Health

UConn Health’s CMIO discusses the challenging work of redesigning clinical workflows



Dr. R. Dirk Stanley, director of health information at UConn Health, a five-hospital health system based in Farmington, Connecticut, is not the only clinician to complain of problems in working process. But he was one that was doing something about it.

As CMIO, Stanley and his team have redesigned UConn’s clinical workflow to better serve clinicians and their patients. And they’ve worked to reimagine electronic health records, while implementing artificial intelligence and automation to ensure critical IT best supports those new workflows.

We interviewed Stanley to understand the key issues with clinical workflow as he looked at them. He offers his advice on clinical workflow design and views on how AI and automation can help streamline efficiency and improve the supplier experience.

Q. What are the problems with today’s clinical workflow? And what role does IT health play?

ONE. The biggest challenge is that clinical workflows are complex, require great attention to detail, and are often interdependent on the who, what, when, where, and why of public processes. another thing. So getting it right often takes more time and effort than most people plan.

Fortunately, the national health IT community is responding by increasing support for applied clinical informatics and recognizing the importance of these “clinical architects” working with frontline clinical staff and other billing and HIM stakeholders to design best practice and secure employee and buy-in before configuring or building begins.

Q. What is your personal view of clinical workflow design? Where does one start? What are the best methods?

ONE. Good design starts with good design (#Blueprints BeforeBuild), so it takes clinical architects (applied clinical informatics) to really understand the current state and needs of all stakeholders, then design a solid, efficient, and user-friendly workflow for the future. meet all the clinical, legal and financial needs of the organization.

It begins with understanding the current state and learning how to quickly document it so that the elegant future state becomes clear and tangible, even before it is built.

Q. How do you make healthcare information technology like EHRs and AI relevant to the workflow design you create?

ONE. Workflow drives everything, so I always start with workflow. Once I know the workflow in its current and future state, I know the tools needed to support it both inside and outside of the EHR. This is a common source of confusion, thinking it’s just about tools inside the EHR.

Tools outside of the EHR are equally important, so it’s important to keep them all aligned and guide them all for good patient care. AI is a new evolution that fits perfectly with the general analytics and change management models I use to test technology and develop solutions, so AI just becomes another “role”. in my workflows and lane style diagrams.

Q. Please give an example of a bit of clinical workflow design you’ve done at UConn Health and how it has helped clinicians. What is the result of your work?

ONE. At UConn Health, I’ve helped streamline workflow across the organization, from our ED to the ICU and other inpatient areas, to surgical areas and emergency clinics. Intake, rounding, discharge, visits, pre-procedure, post-procedure – I work on it all, using my blueprint to translate end-user needs into specific products, so they can envision and agree on the future state before we start to build it. It is very satisfying work.

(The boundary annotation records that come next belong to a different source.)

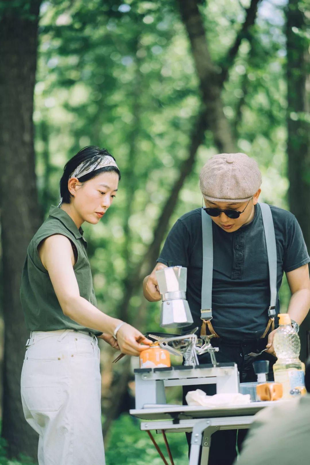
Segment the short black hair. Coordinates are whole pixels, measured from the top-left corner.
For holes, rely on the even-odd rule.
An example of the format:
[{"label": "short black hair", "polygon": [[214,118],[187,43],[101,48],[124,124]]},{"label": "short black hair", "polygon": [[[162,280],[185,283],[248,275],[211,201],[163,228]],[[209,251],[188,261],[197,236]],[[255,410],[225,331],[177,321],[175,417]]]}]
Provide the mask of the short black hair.
[{"label": "short black hair", "polygon": [[[67,161],[65,165],[64,173],[59,182],[60,196],[62,197],[63,203],[70,203],[72,195],[68,189],[68,181],[71,173],[75,170],[80,163],[82,161],[89,161],[90,165],[97,160],[99,162],[103,156],[106,155],[112,157],[113,159],[115,160],[113,155],[105,148],[99,148],[95,146],[88,146],[81,149],[76,155]],[[104,166],[103,168],[99,168],[98,170],[94,170],[88,174],[85,174],[79,178],[79,180],[80,182],[86,182],[86,181],[95,178],[103,173],[115,173],[119,176],[119,180],[120,180],[120,172],[116,166]]]}]

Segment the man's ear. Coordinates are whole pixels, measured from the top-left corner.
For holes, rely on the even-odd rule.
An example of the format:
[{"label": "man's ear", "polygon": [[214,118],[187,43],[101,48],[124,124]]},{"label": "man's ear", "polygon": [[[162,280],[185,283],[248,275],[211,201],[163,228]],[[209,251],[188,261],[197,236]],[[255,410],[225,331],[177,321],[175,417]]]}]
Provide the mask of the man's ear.
[{"label": "man's ear", "polygon": [[256,205],[258,201],[258,197],[259,197],[259,194],[262,192],[261,189],[259,189],[258,190],[254,195],[253,196],[253,205]]}]

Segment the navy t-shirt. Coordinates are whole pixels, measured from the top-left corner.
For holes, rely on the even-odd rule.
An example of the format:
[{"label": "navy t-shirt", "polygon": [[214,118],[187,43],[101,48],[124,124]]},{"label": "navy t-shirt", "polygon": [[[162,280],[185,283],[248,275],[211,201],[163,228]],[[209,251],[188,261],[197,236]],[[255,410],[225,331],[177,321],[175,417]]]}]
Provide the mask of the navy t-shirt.
[{"label": "navy t-shirt", "polygon": [[[222,338],[258,339],[268,321],[269,271],[259,205],[255,206],[252,221],[235,232],[226,232],[212,221],[212,325]],[[294,215],[270,207],[277,245],[278,291],[284,272],[302,266],[310,258]],[[179,265],[187,268],[186,298],[194,323],[185,331],[201,325],[202,257],[201,209],[197,208],[183,215],[174,224],[157,260],[168,266]],[[278,297],[276,315],[279,309]],[[276,324],[277,327],[277,318]]]}]

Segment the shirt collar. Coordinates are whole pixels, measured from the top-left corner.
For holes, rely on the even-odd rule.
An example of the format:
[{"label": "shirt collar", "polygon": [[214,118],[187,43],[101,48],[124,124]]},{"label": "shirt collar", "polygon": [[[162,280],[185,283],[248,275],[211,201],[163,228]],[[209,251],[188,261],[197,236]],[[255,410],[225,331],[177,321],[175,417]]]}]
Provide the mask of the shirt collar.
[{"label": "shirt collar", "polygon": [[84,231],[82,228],[78,229],[78,227],[73,219],[64,210],[61,210],[58,207],[55,206],[54,205],[52,205],[50,208],[49,215],[54,218],[57,218],[59,221],[61,221],[67,229],[68,229],[72,233],[76,239],[79,239],[83,236]]}]

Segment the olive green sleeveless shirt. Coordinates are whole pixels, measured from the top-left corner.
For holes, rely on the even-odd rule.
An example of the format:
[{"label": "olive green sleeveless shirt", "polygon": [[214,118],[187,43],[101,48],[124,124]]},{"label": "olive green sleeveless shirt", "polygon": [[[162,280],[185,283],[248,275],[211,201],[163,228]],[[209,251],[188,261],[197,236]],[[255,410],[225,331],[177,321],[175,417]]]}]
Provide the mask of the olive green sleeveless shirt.
[{"label": "olive green sleeveless shirt", "polygon": [[27,250],[21,277],[20,300],[27,328],[31,331],[53,331],[58,329],[98,330],[85,328],[64,315],[50,279],[38,252],[38,246],[46,238],[55,234],[67,237],[75,246],[77,260],[73,270],[79,294],[97,306],[92,279],[87,255],[87,242],[81,228],[78,229],[69,215],[52,206],[49,216],[37,231]]}]

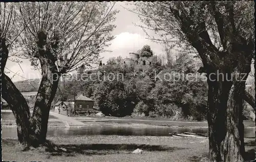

Some of my favorites are complex, high-risk workflows. With a previous company, I rationalized the titration of unfractionated heparin, completely from scratch. It has to be said at least that unfractionated heparin titration is a very complex workflow, so I am pleased that it has been developed, implemented, and adopted across the health system as a method. best practice.

Ultimately, this design work (clinical informatics) reduces clicks, reduces frustration, reduces variation, improves safety, and improves patient care.

Follow Bill’s HIT coverage on LinkedIn: Bill Siwicki
Email him: [email protected]
Healthcare IT News is a publication of HIMSS Media.